The Greene School's 12th grade learning expedition, “Our Place By The Sea,” is a year long multidisciplinary unit, through which students study Rhode Island’s historic lack of sustainability from an economic, environmental and social lens. Over the course of the year, students engage through these” three pillars of sustainability,” and through the multidisciplinary lenses offfered by their core classes. By developing these different perspectives and lenses, students are able to identify the patterns of unsustainability. With this knowledge of what becomes unsustainable students are then pushed to identify these patterns in their own communities. Students identify a problem with one of the three pillars -- economic, social, or environmental -- and pursue possible solutions.
Duing the 2016-2017 school year student produced the documentary titled “Who Farms the Wind.” Throughout the year, the students examined the social, financial, and environmental aspects of Rhold Island's sustainability through the study of historical patterns, science-based ocean development plans, and local interviews. The project culminated with the creation of a curriculum for middle school students and a website about wind energy for all youth of ages. The Greene School seniors’ work was shared at The Rhode Island Future Energy Symposium this past April to educate the RI youth about the historic project. Check out all of the work from the 2016-2017 senor class at website.

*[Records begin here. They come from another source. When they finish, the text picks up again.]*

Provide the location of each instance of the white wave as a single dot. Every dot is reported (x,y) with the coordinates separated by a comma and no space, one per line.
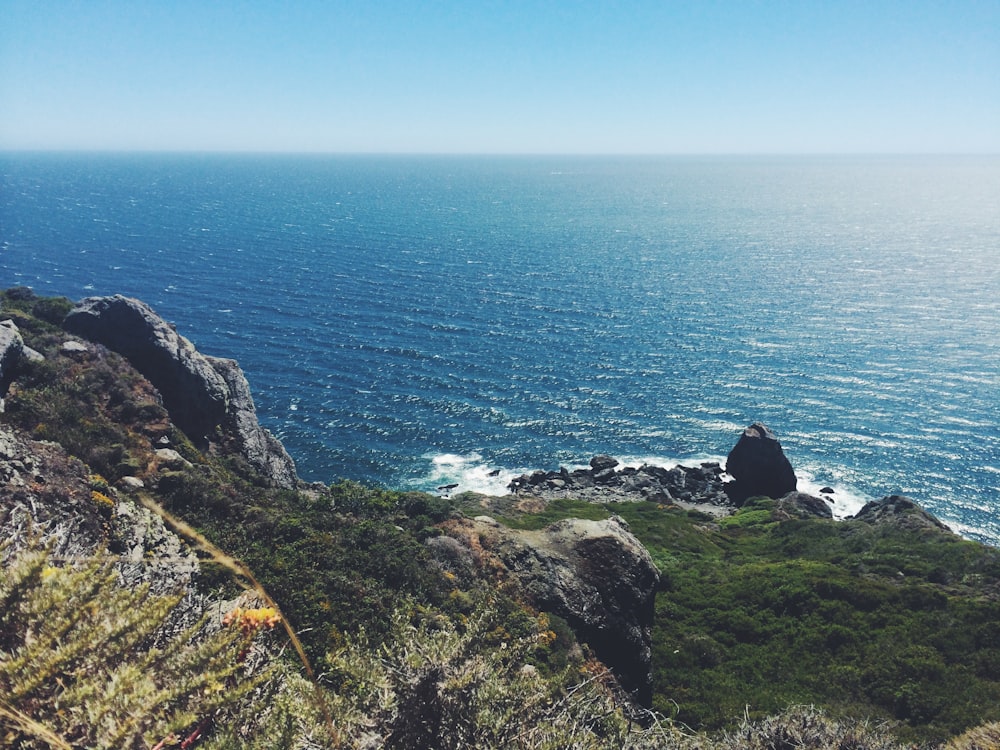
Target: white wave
(469,473)
(846,501)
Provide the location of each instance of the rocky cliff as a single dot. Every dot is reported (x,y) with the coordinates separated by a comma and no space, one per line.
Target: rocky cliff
(594,574)
(207,397)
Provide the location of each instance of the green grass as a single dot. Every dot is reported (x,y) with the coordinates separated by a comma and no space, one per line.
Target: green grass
(754,615)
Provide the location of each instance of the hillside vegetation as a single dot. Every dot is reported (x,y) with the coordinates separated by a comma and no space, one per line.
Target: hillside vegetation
(889,631)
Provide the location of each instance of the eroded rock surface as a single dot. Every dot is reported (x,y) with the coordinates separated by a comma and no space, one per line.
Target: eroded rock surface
(594,574)
(11,352)
(202,394)
(604,481)
(759,466)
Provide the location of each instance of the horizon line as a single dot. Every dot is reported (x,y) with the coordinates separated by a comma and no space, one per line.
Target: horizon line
(557,154)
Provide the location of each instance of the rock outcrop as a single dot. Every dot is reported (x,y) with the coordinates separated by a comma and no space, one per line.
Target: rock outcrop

This school year, students are forming different groups focused on specific issues within their home communities. Students come to The Greene School from more than 20 different towns. We can group these 20 towns into five distinct geographic regions, and form action groups focused on each. The action groups are asked to arrive at consensus on a problem facing their community. The groups begin to research the problem in depth through a series of workshops in research skills. Each individual student is responsible for their own research paper on a different aspect of their communities over arching unsustainability problem. Armed with that research, the group arrives at possible solutions to that problem.

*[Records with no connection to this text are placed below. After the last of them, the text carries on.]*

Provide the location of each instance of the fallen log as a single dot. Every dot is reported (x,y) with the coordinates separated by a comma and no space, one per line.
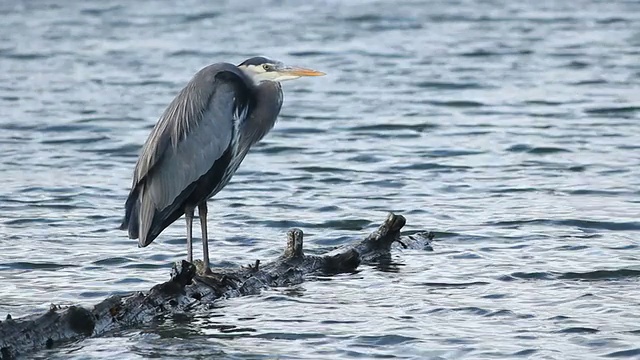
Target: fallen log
(191,289)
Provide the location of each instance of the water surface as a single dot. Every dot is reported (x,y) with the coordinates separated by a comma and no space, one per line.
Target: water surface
(510,129)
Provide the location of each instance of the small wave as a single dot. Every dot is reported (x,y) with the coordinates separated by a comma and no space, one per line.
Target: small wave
(632,353)
(613,111)
(457,103)
(454,285)
(25,265)
(445,85)
(392,127)
(201,16)
(587,276)
(431,166)
(583,224)
(538,150)
(600,274)
(578,330)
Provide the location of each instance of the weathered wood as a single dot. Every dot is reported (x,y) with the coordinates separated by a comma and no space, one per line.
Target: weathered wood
(190,290)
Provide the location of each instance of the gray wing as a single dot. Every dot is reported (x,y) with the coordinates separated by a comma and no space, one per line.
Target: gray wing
(192,134)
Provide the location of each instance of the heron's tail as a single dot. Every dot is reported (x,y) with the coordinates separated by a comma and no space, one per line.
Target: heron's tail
(131,221)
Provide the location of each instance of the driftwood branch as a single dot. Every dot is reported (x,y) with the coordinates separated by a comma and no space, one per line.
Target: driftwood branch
(190,290)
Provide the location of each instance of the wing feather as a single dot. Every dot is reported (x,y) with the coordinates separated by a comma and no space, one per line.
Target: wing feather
(192,134)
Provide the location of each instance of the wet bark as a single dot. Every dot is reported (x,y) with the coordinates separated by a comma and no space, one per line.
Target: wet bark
(191,290)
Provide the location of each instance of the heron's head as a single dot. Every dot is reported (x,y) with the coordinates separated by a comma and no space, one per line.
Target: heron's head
(262,69)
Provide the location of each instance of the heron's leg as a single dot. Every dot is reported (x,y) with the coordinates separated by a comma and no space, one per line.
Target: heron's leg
(202,212)
(188,215)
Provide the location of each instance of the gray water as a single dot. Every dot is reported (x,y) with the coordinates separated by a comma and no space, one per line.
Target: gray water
(510,129)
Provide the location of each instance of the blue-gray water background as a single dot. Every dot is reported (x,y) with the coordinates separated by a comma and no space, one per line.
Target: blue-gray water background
(512,129)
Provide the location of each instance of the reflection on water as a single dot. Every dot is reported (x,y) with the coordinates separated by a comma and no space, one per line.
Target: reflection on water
(509,129)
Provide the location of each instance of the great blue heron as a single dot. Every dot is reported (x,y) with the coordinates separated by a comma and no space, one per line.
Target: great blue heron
(199,142)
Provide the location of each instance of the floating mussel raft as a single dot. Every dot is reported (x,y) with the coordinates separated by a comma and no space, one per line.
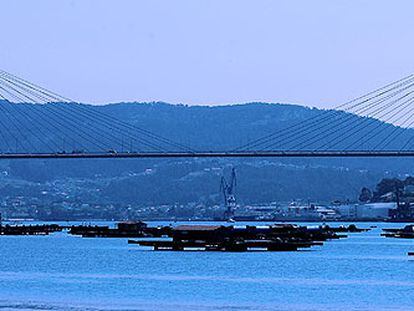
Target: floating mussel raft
(405,233)
(283,237)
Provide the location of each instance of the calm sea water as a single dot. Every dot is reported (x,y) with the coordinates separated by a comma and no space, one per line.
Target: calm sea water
(61,272)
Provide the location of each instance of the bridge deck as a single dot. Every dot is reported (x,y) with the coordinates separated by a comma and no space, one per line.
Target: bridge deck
(210,154)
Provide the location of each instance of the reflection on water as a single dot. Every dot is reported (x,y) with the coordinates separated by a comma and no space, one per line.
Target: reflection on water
(61,272)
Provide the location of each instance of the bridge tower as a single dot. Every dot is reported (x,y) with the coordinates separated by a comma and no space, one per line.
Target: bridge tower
(228,189)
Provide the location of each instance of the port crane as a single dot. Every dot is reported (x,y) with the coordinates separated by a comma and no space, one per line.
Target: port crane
(228,190)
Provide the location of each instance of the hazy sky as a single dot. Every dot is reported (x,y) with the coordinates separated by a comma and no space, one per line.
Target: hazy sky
(316,53)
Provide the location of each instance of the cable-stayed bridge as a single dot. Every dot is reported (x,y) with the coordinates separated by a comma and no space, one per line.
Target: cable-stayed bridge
(38,123)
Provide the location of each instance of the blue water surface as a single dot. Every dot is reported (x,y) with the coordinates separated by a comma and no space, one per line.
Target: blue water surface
(62,272)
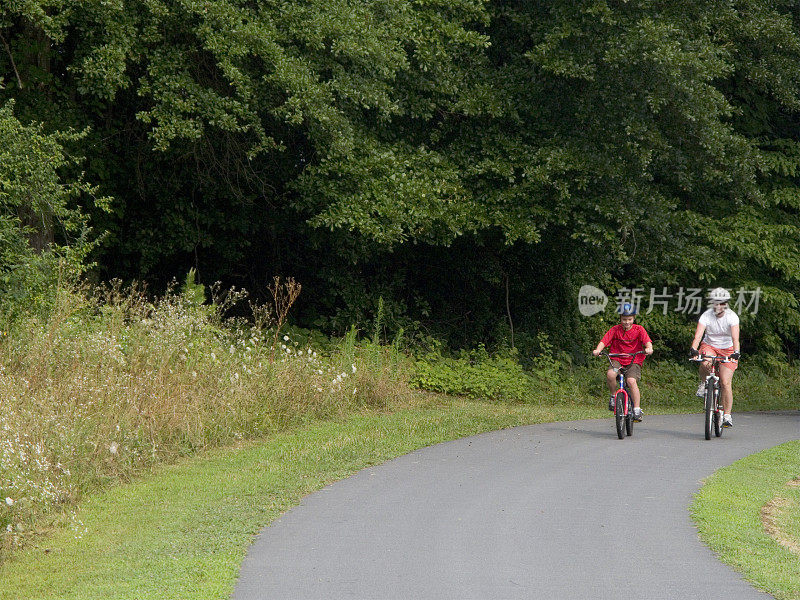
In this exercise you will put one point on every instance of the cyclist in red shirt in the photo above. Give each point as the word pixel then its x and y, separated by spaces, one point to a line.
pixel 626 338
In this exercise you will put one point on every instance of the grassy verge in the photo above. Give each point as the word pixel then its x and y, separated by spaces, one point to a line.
pixel 182 532
pixel 728 513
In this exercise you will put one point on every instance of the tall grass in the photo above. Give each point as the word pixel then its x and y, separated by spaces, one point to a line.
pixel 110 383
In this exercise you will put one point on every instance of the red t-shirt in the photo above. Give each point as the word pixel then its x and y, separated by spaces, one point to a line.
pixel 617 340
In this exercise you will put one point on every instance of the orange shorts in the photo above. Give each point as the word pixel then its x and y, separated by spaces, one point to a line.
pixel 711 351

As the Greene School’s primarily focus is the environment, we expect each action group to address environmental problems. That does not mean that every problem must be an environmental problem. It does mean, however, that each problem that students identify must have an environmental component.
Students' work in this expedition will result in the following final products:
- An individual 10 page research paper that explores a specific aspect of the issue identified by the action group
- A five minute film that explains what the community's problem is, what the students did to research it, and the students' direct action proposal
- A direct action proposal written in the form of legislation to be presented in a meeting to the state representative or senator from their district
- A website that serves as a container for the research performed, the five minute video, the proposal and any other material that helps define and resolve the problem like maps, prior legislation, research materials, etc.
- A presentation developed for the express purpose of addressing a state legislator.
Through these different parts of the expedition's final product, students are able to tap into their interests by addressing issues from their own communities in formats that align with their skills and interests. This wide variety of products increases the depth of understanding while providing for the different modalities.